À ce moment de l’année, nous prenons le temps d’écrire à nos parents et à nos amis. Nous nous offrons des voeux. Aujourd’hui, j’ai choisi de t’envoyer, à toi aussi, une lettre. Je veux te dire mon étonnement devant ta façon d’entrer en relation avec nous.
On dirait que tu fais tout pour ne pas être reconnu. On s’attendrait que tu arrives parmi nous dans l’éclat de la gloire, que tu te distingues de tout le reste. Toi, le Tout-Autre, tu te présentes dans un corps humain. Tu es enfant, puis adulte comme chacun et chacune d’entre nous. Aussi fragile que nous, que notre corps et que notre esprit.
Ne dit-on pas que tu es le Tout-Puissant? Voilà que tu te manifestes dans la faiblesse d’une jeune fille. Elle te porte dans son sein comme toutes les mères du monde. Tu devrais être au-dessus de la mêlée et tu choisis de t’enfouir dans la pâte humaine. Toi le Très-Haut, tu te présentes comme le Très-Bas. Toi le Créateur, tu viens parmi nous comme la plus discrète des créatures.
Avec l’intelligence que tu nous as donnée, nous devrions pouvoir te définir et te connaître. Nous arrivons à remplir nos esprits de beaucoup de sciences. Tu te laisses plutôt deviner dans l’imprécision de la foi et des doutes. Nous ne pouvons même pas prouver ton existence.
On te compare souvent à la lumière.

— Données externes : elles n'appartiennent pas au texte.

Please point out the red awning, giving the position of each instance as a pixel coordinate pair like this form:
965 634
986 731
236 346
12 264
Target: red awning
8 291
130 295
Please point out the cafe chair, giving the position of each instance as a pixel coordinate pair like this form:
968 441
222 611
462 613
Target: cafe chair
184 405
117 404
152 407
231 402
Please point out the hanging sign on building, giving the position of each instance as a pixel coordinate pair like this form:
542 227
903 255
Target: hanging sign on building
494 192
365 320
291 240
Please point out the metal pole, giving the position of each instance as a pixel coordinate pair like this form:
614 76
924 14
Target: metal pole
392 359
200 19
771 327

La lumière n’est pas repérable en soi. On la reconnaît seulement quand elle éclaire quelque chose. Comme elle, tu es insaisissable. Alors que tu devrais nous attirer vers toi, tu portes notre regard vers les êtres humains. Tu demeures l’Inconnu, le grand Inconnu de l’expérience humaine. La philosophie invente des concepts pour essayer de saisir ton essence. Elle doit cependant capituler quand elle parvient à l’horizon extrême de la pensée. La théologie arrive à griffonner quelques images de toi. À une condition cependant: qu’elle accepte d’abord de reconnaître que tu te révèles dans l’humble cheminement de l’histoire humaine. Nous ne savons rien de ton existence en dehors de notre propre existence.
En te cachant ainsi parmi nous, en refusant de t’imposer et d’être évident, tu prends le risque de perdre des amis. Tu favorises l’athéisme et l’incroyance. Et si nous avons la foi, c’est une foi pleine de doutes. Nous aimerions que tu sois la réponse à tous nos mystères. Tu choisis de demeurer la question que les hommes et les femmes se transmettent de génération en génération depuis le début de l’humanité et pour les siècles à venir.

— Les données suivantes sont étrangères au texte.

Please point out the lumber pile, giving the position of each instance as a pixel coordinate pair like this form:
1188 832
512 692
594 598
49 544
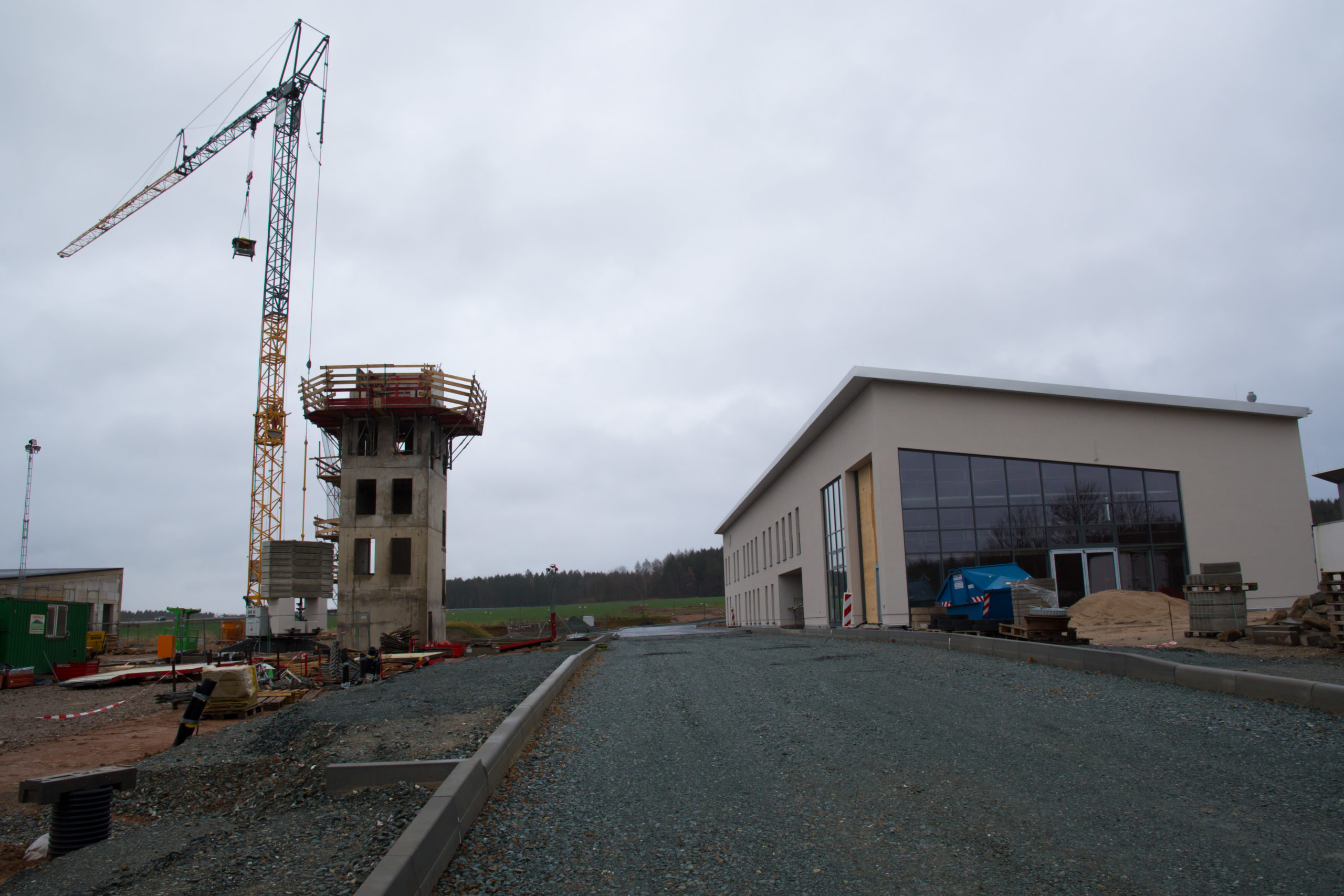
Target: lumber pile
398 641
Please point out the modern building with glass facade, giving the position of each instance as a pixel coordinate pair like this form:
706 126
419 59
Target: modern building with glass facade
901 477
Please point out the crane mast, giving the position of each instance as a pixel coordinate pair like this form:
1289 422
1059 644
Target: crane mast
286 100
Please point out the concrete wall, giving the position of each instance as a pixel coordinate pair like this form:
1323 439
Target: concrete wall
97 587
1244 484
393 601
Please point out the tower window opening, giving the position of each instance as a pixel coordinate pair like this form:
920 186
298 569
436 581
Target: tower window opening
363 556
406 437
400 558
401 496
366 498
366 438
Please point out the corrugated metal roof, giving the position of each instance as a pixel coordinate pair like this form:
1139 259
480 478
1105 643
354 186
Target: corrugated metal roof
859 378
34 574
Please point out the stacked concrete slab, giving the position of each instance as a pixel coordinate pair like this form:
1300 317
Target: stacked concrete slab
296 571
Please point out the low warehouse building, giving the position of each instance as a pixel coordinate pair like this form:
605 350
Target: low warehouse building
901 477
100 587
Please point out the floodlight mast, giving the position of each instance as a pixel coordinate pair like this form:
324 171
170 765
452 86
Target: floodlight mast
32 448
286 100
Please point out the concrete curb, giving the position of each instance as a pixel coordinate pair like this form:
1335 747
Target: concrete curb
1314 695
418 858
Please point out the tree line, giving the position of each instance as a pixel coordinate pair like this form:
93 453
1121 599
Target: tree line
686 574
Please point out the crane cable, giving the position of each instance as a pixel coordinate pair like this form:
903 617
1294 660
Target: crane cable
312 289
246 218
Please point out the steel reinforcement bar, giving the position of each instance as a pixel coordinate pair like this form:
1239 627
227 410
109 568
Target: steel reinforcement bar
1314 695
418 858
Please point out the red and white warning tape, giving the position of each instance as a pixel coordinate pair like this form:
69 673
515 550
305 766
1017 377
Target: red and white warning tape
76 715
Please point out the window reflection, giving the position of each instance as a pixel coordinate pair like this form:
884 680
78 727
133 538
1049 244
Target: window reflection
967 511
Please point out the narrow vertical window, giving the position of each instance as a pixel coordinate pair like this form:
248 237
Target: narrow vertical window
834 546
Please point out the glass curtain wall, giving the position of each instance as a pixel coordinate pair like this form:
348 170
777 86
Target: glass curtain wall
838 574
976 511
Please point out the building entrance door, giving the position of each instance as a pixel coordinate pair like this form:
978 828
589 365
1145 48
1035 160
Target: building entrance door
1083 573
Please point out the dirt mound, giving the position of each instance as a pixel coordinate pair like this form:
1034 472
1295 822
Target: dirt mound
1119 608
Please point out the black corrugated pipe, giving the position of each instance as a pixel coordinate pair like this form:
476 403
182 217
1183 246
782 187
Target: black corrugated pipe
191 718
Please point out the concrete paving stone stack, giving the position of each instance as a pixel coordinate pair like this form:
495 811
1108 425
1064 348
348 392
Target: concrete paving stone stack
296 570
1215 612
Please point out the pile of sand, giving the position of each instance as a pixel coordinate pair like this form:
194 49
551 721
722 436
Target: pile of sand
1119 608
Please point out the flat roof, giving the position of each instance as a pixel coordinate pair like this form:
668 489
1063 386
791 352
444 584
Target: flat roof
859 378
37 574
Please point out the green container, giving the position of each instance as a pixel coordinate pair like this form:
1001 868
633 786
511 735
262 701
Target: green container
23 633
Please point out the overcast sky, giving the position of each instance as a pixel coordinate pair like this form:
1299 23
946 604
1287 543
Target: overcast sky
660 234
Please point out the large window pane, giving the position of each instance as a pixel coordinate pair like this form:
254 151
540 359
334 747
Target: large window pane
1131 512
994 541
987 476
1135 574
1023 483
1100 535
1170 571
1168 534
1037 563
991 518
1132 534
953 476
922 543
1028 537
956 561
1164 511
920 519
1093 484
1064 537
924 578
1127 486
917 488
958 519
959 541
1160 487
1058 483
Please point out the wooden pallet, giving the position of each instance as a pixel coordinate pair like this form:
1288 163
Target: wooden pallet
1023 633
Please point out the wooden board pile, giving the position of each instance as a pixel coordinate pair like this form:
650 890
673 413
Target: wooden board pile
398 641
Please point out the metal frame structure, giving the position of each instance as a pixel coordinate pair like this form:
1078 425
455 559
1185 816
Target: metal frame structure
286 100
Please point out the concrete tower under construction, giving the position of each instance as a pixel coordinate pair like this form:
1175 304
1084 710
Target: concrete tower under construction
392 434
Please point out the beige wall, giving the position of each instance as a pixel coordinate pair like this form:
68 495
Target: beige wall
1244 484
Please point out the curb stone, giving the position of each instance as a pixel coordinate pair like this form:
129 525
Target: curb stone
417 860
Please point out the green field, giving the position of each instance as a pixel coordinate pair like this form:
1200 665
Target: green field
713 606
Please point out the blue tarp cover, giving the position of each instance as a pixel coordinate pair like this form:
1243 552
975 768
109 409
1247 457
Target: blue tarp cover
982 592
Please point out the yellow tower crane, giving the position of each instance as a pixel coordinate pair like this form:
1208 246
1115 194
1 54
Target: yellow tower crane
286 100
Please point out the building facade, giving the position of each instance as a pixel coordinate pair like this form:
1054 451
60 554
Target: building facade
100 587
901 477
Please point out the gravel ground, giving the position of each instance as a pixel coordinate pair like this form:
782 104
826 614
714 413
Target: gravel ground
762 763
244 810
18 705
1321 668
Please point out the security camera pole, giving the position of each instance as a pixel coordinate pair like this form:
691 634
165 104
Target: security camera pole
550 574
32 448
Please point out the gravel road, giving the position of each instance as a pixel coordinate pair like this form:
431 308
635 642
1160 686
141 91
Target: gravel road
244 810
1324 667
777 765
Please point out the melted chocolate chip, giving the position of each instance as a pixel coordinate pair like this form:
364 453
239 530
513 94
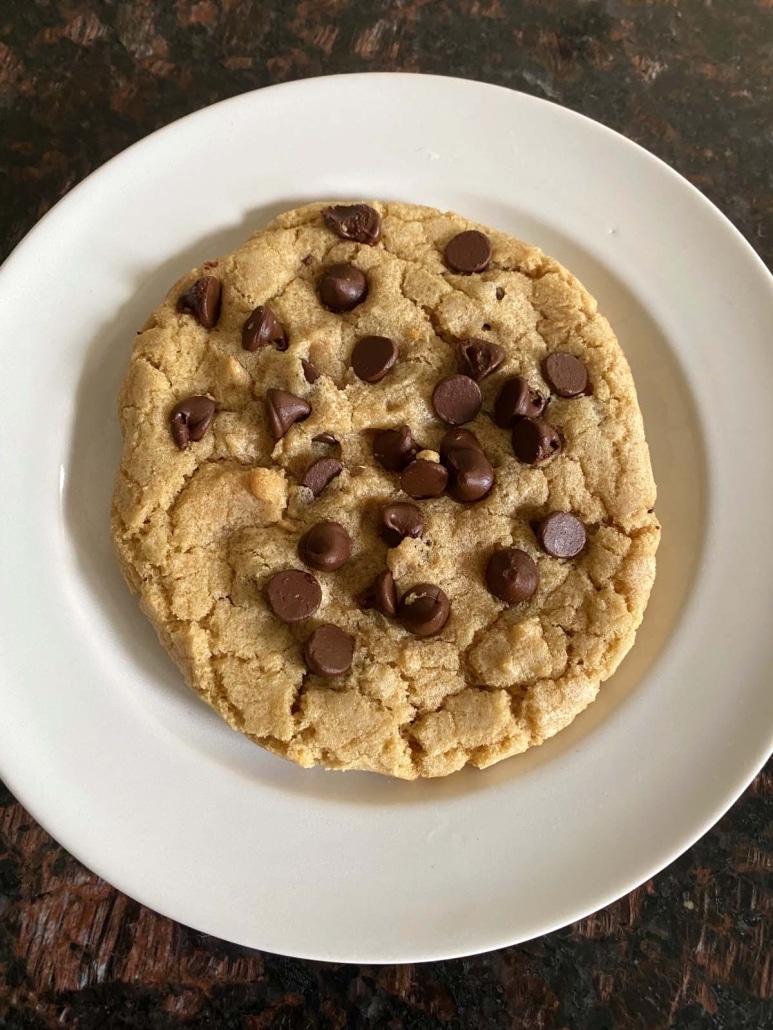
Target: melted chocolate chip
326 547
424 479
263 328
566 374
562 535
373 356
342 286
471 475
459 439
329 651
321 473
354 221
293 594
394 448
468 251
424 610
310 371
534 441
283 410
516 400
479 357
381 594
401 520
190 419
202 300
511 575
457 400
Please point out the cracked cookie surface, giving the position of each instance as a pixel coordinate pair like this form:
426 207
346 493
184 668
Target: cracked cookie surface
200 530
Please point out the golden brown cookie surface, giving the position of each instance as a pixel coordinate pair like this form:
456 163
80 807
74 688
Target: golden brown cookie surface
320 344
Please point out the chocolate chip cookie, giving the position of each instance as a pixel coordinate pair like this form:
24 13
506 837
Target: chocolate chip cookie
384 491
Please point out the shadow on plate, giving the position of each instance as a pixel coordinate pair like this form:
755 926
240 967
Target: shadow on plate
154 682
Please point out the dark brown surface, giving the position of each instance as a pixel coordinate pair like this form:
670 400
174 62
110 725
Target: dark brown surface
79 80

Un jour, Jésus a affirmé: « Elle est étroite, la porte, il est resserré le chemin qui conduit à la vie» (Matthieu 7, 14). Il nous invitait à choisir ce sentier difficile pour te rejoindre. Mais, dans les faits, c’est plutôt toi qui t’es engagé sur ce chemin ardu pour venir à notre rencontre. Avec le risque de ne pas nous trouver.
Dieu, humble Dieu, Dieu étonnant et paradoxal, donne-nous assez de foi pour t’accepter dans toute ton humilité. Donne-nous assez d’espérance pour ne pas avoir peur de tout perdre à cause de ta fragilité. Donne-nous assez d’amour pour t’accueillir dans nos vies malgré ton silence et ta discrétion.
Ton enfant qui veut croire en toi jusqu’au bout.